Sea6 Energy Private Ltd.
- Company type: Private
- Industry: Biofuel
- Founded: Chennai, India, July 2010
- Founder: Nelson Vadassery Sowmya Balendiran Sailaja Nori Shrikumar Suryanarayan Sayash Kumar
- Headquarters: Bangalore, India
- Products: Bioplastics, Biostimulants, Food ingredients and Biofuel
- Website: www.sea6energy.com

= Sea6 Energy =

Sea6 Energy is a seaweed company based in Bangalore, India that focuses on cultivating and processing tropical seaweed species. The company has developed a proprietary cultivation mechanism called the SeaCombine, which can simultaneously harvest and replant seaweed in deep ocean waters, enabling cost-competitive production at scale. The company has also developed proprietary technologies to convert fresh seaweed into environmentally friendly products for a range of industries including agriculture, animal health, food ingredients, bioplastics and renewable chemicals. In 2012, Sea6 Energy was given the title of "Emerging Company of the Year" by the Government of Karnataka.

==Company history==

As students at the Indian Institute of Technology Madras (IIT Madras) in 2008, the company's four founders—Nelson Vadassery, Sailaja Nori, Sowmya Balendiran, and Sayash Kumar—sought out the help of their professor, Shrikumar Suryanarayan, to aid in entering the iGEM competition hosted by the Massachusetts Institute of Technology. Suryanarayan, now the Managing Director of Sea6 Energy, helped the students enter their project in the competition and spurred their interest in the biofuel industry. Suryanarayan had also previously worked at the Indian biotechnology company, Biocon, where his own interest in studying seaweed as a biofuel was piqued.

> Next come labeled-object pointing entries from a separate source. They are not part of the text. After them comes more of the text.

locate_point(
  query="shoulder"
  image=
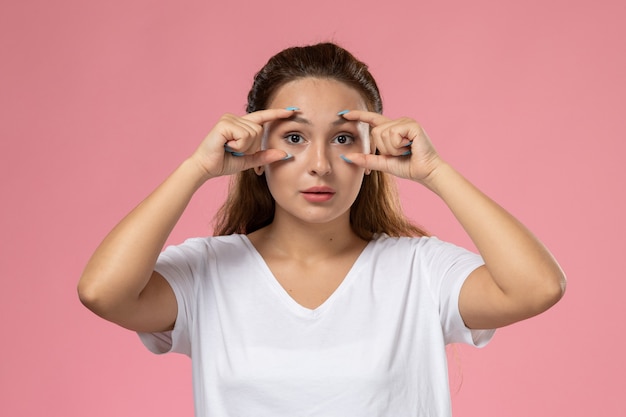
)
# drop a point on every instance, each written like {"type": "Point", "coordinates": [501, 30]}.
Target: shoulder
{"type": "Point", "coordinates": [383, 242]}
{"type": "Point", "coordinates": [202, 248]}
{"type": "Point", "coordinates": [427, 250]}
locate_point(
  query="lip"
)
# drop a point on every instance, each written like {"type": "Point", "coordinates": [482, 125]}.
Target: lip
{"type": "Point", "coordinates": [318, 194]}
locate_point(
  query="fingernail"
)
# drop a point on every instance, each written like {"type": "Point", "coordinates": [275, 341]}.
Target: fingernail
{"type": "Point", "coordinates": [233, 152]}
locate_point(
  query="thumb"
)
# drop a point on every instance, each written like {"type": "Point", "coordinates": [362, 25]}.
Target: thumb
{"type": "Point", "coordinates": [265, 157]}
{"type": "Point", "coordinates": [368, 161]}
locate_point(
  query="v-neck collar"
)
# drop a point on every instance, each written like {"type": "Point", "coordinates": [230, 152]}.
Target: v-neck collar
{"type": "Point", "coordinates": [295, 307]}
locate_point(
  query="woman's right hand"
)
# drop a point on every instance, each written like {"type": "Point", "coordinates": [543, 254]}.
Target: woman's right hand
{"type": "Point", "coordinates": [234, 144]}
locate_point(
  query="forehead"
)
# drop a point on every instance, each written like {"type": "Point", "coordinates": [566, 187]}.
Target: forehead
{"type": "Point", "coordinates": [309, 93]}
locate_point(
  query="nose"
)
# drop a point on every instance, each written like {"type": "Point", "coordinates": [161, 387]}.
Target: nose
{"type": "Point", "coordinates": [319, 159]}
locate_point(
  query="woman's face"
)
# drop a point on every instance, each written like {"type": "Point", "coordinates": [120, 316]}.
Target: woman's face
{"type": "Point", "coordinates": [316, 185]}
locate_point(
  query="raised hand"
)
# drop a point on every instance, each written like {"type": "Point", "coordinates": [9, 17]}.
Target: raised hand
{"type": "Point", "coordinates": [404, 149]}
{"type": "Point", "coordinates": [234, 144]}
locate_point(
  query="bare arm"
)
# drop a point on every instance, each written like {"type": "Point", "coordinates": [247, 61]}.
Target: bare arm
{"type": "Point", "coordinates": [119, 282]}
{"type": "Point", "coordinates": [520, 277]}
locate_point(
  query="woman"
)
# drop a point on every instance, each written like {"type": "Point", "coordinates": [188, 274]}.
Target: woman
{"type": "Point", "coordinates": [317, 297]}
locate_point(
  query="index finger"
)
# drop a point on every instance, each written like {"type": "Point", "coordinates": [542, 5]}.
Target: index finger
{"type": "Point", "coordinates": [263, 116]}
{"type": "Point", "coordinates": [371, 118]}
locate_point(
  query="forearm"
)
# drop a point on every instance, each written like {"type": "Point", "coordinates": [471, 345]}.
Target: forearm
{"type": "Point", "coordinates": [122, 265]}
{"type": "Point", "coordinates": [518, 262]}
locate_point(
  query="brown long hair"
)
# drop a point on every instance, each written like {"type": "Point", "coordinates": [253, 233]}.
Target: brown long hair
{"type": "Point", "coordinates": [250, 205]}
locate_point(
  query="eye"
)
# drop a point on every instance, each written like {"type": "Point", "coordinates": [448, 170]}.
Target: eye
{"type": "Point", "coordinates": [294, 138]}
{"type": "Point", "coordinates": [344, 139]}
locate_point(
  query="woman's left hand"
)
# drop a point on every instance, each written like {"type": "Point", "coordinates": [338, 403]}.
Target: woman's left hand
{"type": "Point", "coordinates": [403, 146]}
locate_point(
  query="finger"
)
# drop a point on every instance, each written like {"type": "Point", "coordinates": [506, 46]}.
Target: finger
{"type": "Point", "coordinates": [244, 135]}
{"type": "Point", "coordinates": [263, 116]}
{"type": "Point", "coordinates": [260, 158]}
{"type": "Point", "coordinates": [384, 163]}
{"type": "Point", "coordinates": [371, 118]}
{"type": "Point", "coordinates": [394, 138]}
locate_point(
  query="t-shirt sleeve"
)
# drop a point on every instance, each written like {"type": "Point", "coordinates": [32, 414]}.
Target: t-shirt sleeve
{"type": "Point", "coordinates": [179, 265]}
{"type": "Point", "coordinates": [450, 265]}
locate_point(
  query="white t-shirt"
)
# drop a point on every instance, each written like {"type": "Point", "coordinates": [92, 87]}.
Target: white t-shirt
{"type": "Point", "coordinates": [375, 347]}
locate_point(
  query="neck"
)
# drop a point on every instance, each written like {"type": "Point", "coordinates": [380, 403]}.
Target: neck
{"type": "Point", "coordinates": [297, 240]}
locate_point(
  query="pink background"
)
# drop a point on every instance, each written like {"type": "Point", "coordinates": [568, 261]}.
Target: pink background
{"type": "Point", "coordinates": [99, 101]}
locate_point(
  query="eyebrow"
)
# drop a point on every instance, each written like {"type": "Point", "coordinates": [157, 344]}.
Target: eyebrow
{"type": "Point", "coordinates": [299, 119]}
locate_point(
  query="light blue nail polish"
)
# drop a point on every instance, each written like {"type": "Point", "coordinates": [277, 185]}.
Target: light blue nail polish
{"type": "Point", "coordinates": [233, 152]}
{"type": "Point", "coordinates": [346, 159]}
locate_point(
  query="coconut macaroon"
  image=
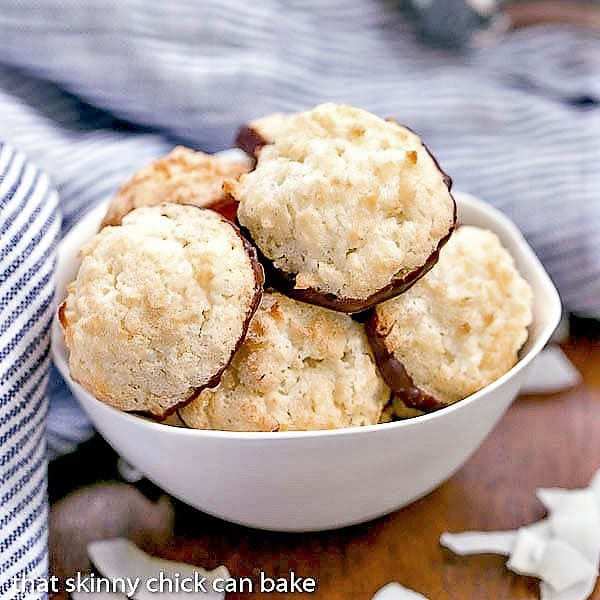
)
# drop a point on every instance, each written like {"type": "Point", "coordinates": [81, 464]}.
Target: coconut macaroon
{"type": "Point", "coordinates": [347, 210]}
{"type": "Point", "coordinates": [158, 307]}
{"type": "Point", "coordinates": [300, 367]}
{"type": "Point", "coordinates": [260, 132]}
{"type": "Point", "coordinates": [183, 176]}
{"type": "Point", "coordinates": [458, 329]}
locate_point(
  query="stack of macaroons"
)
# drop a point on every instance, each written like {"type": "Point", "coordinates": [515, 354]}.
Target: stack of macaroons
{"type": "Point", "coordinates": [347, 214]}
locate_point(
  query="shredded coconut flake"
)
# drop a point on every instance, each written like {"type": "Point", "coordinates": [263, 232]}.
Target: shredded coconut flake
{"type": "Point", "coordinates": [563, 550]}
{"type": "Point", "coordinates": [395, 591]}
{"type": "Point", "coordinates": [121, 558]}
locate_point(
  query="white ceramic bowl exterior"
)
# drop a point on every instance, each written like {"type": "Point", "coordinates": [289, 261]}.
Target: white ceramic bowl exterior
{"type": "Point", "coordinates": [300, 481]}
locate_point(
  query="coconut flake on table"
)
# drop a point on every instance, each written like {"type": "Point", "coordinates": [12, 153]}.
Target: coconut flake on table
{"type": "Point", "coordinates": [395, 591]}
{"type": "Point", "coordinates": [551, 372]}
{"type": "Point", "coordinates": [562, 550]}
{"type": "Point", "coordinates": [121, 558]}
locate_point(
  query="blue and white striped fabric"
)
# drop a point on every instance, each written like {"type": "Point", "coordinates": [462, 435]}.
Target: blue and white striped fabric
{"type": "Point", "coordinates": [29, 229]}
{"type": "Point", "coordinates": [90, 91]}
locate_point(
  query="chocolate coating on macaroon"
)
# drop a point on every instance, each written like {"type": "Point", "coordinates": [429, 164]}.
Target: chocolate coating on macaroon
{"type": "Point", "coordinates": [458, 329]}
{"type": "Point", "coordinates": [260, 132]}
{"type": "Point", "coordinates": [346, 209]}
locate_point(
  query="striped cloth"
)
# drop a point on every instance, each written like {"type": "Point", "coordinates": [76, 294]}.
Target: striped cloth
{"type": "Point", "coordinates": [29, 230]}
{"type": "Point", "coordinates": [90, 91]}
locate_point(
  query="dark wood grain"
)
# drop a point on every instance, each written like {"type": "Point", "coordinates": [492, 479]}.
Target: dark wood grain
{"type": "Point", "coordinates": [541, 441]}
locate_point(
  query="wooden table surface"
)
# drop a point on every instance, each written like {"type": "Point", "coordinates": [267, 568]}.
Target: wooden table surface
{"type": "Point", "coordinates": [541, 441]}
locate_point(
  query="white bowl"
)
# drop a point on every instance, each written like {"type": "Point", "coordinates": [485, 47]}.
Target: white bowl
{"type": "Point", "coordinates": [315, 480]}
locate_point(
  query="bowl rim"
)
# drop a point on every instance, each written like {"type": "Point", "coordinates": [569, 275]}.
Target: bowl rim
{"type": "Point", "coordinates": [463, 199]}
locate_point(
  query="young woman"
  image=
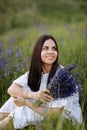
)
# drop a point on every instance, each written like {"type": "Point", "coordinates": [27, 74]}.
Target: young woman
{"type": "Point", "coordinates": [31, 87]}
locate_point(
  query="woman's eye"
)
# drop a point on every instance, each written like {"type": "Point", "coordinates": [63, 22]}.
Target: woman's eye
{"type": "Point", "coordinates": [45, 48]}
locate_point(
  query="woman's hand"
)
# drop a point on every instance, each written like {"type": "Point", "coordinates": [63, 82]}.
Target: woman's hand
{"type": "Point", "coordinates": [19, 101]}
{"type": "Point", "coordinates": [42, 95]}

The company was founded in July 2010 with funding from a few IIT Madras alumni, Suryanarayan, the Indian Department of Biotechnology, and other investors. The company began operation in Chennai, using laboratories and equipment provided by IIT Madras. The company would later move to their current location in Bangalore to take advantage of facilities and instrumentation at the Centre for Cellular and Molecular Platforms (C-CAMP), a company co-founded by Shrikumar Suryanarayan.

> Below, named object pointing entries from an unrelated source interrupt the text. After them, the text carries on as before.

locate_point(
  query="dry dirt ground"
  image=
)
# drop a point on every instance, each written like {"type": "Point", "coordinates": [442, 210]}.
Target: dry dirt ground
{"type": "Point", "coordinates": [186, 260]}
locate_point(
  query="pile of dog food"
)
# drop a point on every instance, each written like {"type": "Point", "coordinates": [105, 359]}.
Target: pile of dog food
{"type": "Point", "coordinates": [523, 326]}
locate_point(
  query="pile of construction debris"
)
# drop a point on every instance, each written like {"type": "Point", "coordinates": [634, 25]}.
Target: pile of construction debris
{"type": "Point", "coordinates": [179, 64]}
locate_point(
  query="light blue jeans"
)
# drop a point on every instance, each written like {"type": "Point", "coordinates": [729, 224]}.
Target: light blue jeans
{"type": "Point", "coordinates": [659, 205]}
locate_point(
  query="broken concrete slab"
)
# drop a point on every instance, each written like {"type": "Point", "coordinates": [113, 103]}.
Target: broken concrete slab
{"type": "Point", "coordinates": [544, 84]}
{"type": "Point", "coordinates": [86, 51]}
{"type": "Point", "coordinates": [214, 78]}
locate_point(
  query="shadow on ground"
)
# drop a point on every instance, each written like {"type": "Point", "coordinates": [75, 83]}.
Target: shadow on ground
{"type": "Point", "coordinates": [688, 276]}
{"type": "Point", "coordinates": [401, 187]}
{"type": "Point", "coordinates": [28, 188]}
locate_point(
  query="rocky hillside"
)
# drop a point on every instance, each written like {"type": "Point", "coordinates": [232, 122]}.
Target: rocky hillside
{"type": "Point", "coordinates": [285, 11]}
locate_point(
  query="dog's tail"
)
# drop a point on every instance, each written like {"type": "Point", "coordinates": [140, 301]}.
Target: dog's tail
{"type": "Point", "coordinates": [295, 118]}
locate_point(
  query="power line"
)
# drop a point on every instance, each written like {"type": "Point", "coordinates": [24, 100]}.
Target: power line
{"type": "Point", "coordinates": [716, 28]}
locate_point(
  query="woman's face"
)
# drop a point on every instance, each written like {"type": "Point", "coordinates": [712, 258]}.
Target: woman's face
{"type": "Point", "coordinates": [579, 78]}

On 31 January 2012, Sea6 Energy signed a deal with Danish biotech company, Novozymes. The goal of the partnership is to facilitate the conversion of seaweed carbohydrates into sugars that can be used to produce ethanol.

== Research and development ==
Traditionally, algal-based biofuels have been derived from microalgae that grow in fresh water sources. Shrikumar Suryanarayan and the 4 co-founders sought to research the viability of macroalgae (seaweed) as a fuel source. To do this, they needed a way to efficiently farm the seaweed, which led to the creation of a farming system built from a marine plastics polymer. Sea6 Energy successfully applied for a patent for their aquatic farming structure in 2012 (one of their two patents that has been published).

Sea6 Energy has successfully converted red seaweed into ethanol and natural gas in their labs. They believe that seaweed can replace fossil fuels and other types of green fuels in a way that is both sustainable and good for the environment. The current goal of Sea6 Energy (along with their partner, Novozymes) is to find an enzyme that breaks down red seaweed carbohydrate into monosaccharides more efficiently. These monosaccharides must undergo fermentation in order to be converted into ethanol.